Introduction and SummaryThe life of a transit project can easily last for decades before construction is even scheduled. Once past the feasibility stage, some plans spend years in the planning phase, and usually years in design.

Economists are often involved in transit projects by advising on, using cost-benefit analysis, the early go/no go decision. Sometimes, if they behave themselves and prove useful to the transportation planners, economists may be asked back to do an assessment of options, such as which alignment or type of transit delivers the most value.

The professionals that economists rely on to provide input into their models are the engineers. Engineers have access to all of the project data, the projected quantity of labor and material used, their costs, the schedule, who will benefit and who will be hurt by the project. First in and last out, engineers make thousands of decisions long after the economists have moved on to their next consulting gig. It is this myriad of choices and decisions that are made by the engineers that determine the real value of a project. How stormwater runoff is managed on the transit corridor, whether active transportation is encouraged, how many trees are planted, and which neighborhoods are served determine the sustainability, equity, environmental and public benefits of the project.

Through standardization of the economic methodology as well as much of the data required for the cost-benefit analysis infrastructure can be automated and used much more extensively and effectively in transportation planning and design decisions. Automating the cost-benefit analysis process means that engineers, rather than economists, can use cost-benefit analysis for all the decisions that influence the project. By giving those who best understand the project and access to the most data is more efficient, cheaper, and will result in better decisions.

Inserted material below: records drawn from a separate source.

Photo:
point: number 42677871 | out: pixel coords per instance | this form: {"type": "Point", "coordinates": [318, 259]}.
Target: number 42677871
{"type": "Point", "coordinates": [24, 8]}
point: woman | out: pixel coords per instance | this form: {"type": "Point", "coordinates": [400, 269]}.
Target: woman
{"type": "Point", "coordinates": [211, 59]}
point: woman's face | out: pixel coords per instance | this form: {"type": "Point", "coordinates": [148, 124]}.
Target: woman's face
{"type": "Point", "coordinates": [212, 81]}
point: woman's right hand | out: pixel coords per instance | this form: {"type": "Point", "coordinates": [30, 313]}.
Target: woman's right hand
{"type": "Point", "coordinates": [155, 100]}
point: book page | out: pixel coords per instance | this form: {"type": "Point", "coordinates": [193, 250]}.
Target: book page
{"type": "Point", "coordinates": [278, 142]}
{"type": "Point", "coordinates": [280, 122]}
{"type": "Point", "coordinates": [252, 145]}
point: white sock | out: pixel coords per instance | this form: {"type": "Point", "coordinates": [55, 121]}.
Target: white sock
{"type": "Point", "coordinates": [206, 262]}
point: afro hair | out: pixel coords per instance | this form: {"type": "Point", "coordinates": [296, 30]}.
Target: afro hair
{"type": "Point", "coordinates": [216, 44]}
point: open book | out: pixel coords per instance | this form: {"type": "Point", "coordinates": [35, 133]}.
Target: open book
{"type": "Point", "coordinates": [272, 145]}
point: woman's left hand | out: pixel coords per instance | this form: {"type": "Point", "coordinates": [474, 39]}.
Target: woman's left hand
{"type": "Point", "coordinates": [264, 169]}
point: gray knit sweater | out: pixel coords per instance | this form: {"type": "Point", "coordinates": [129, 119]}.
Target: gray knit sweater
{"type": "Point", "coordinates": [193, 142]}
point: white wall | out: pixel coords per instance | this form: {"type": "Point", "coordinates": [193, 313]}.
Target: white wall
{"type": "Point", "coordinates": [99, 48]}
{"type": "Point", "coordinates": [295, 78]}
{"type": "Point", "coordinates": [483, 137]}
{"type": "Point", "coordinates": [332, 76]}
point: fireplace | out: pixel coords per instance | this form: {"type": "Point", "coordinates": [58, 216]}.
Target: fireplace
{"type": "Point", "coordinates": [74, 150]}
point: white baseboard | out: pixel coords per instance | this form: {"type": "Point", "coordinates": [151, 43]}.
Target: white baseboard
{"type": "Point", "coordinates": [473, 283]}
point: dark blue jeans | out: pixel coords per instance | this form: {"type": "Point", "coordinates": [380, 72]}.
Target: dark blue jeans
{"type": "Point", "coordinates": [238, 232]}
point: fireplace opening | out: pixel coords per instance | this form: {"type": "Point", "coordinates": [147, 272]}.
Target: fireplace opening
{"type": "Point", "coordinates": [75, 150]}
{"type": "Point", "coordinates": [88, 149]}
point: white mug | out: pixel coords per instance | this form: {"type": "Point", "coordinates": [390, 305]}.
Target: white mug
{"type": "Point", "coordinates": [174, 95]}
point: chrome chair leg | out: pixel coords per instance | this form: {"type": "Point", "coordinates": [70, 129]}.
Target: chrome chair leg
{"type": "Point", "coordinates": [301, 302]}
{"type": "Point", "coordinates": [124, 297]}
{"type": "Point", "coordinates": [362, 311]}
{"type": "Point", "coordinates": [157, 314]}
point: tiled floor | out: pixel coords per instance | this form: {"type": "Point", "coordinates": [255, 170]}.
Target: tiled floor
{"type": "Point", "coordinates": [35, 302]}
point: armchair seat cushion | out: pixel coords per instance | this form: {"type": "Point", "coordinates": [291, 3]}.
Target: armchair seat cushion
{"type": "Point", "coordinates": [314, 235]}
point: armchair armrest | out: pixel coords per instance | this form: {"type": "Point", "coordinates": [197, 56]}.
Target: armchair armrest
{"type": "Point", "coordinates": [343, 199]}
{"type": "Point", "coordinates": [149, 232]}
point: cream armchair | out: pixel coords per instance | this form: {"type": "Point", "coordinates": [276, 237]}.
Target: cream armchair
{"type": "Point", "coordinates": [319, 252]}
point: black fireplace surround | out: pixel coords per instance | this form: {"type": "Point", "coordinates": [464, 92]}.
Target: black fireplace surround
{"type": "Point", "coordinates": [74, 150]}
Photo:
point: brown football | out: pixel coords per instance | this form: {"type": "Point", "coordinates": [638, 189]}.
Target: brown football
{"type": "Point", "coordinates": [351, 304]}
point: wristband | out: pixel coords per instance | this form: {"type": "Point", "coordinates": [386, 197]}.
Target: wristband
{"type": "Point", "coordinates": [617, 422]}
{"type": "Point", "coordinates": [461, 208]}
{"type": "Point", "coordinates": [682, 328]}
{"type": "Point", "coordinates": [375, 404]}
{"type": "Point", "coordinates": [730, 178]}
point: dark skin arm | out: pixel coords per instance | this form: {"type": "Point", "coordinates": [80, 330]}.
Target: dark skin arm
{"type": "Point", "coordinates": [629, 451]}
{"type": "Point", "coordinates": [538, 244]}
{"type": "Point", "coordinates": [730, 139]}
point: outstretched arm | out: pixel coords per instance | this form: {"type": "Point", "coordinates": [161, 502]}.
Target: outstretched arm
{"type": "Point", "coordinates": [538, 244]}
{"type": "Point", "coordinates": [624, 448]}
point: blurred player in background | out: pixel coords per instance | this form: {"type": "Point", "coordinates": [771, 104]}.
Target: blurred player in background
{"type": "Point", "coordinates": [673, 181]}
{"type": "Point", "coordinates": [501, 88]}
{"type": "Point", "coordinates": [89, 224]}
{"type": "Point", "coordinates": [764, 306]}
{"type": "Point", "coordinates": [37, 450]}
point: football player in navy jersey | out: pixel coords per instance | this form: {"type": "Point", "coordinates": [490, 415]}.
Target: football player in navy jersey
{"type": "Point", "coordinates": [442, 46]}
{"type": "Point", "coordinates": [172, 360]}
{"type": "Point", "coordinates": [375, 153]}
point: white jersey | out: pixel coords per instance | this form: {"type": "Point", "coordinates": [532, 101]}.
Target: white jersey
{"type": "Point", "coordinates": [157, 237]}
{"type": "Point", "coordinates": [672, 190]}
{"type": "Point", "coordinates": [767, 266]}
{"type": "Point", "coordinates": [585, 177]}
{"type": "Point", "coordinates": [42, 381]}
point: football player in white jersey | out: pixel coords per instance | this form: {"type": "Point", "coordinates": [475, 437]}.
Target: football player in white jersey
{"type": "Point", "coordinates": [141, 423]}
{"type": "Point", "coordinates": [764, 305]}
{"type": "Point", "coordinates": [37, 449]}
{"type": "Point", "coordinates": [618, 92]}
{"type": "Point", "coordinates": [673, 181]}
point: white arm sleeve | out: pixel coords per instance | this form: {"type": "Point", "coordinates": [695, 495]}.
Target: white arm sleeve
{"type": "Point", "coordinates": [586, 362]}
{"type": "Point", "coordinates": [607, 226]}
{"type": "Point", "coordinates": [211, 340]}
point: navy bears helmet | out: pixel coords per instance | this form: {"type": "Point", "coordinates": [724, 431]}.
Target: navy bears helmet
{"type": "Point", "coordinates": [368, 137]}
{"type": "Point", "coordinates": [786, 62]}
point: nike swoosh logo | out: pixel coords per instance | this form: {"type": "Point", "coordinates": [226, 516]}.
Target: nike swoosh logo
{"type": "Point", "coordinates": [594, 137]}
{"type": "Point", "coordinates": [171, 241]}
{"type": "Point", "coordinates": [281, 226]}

Advances in measuring the intangible costs and benefits of transportation are being made but economic cost-benefit models used to analyze transportation infrastructure projects have not kept up. There are new benefit categories that existing transportation cost-benefit models do not include. One example is the benefit of travel time reliability. Research on this benefit category needs to be standardized to make it accessible to transportation planners so that they can use it in decision-making. This paper summarizes the results of 30 studies of reliability and synthesizes them into a reliability ratio that can be used in transit cost-benefit analysis. By interpreting and standardizing reliability research the paper shows how cutting edge transportation research can be made available to engineering and planning professionals in their planning and design decisions.

The value of reliability is implemented in a cost-benefit and risk analysis model and is freely available as a spreadsheet here. Documentation is also available.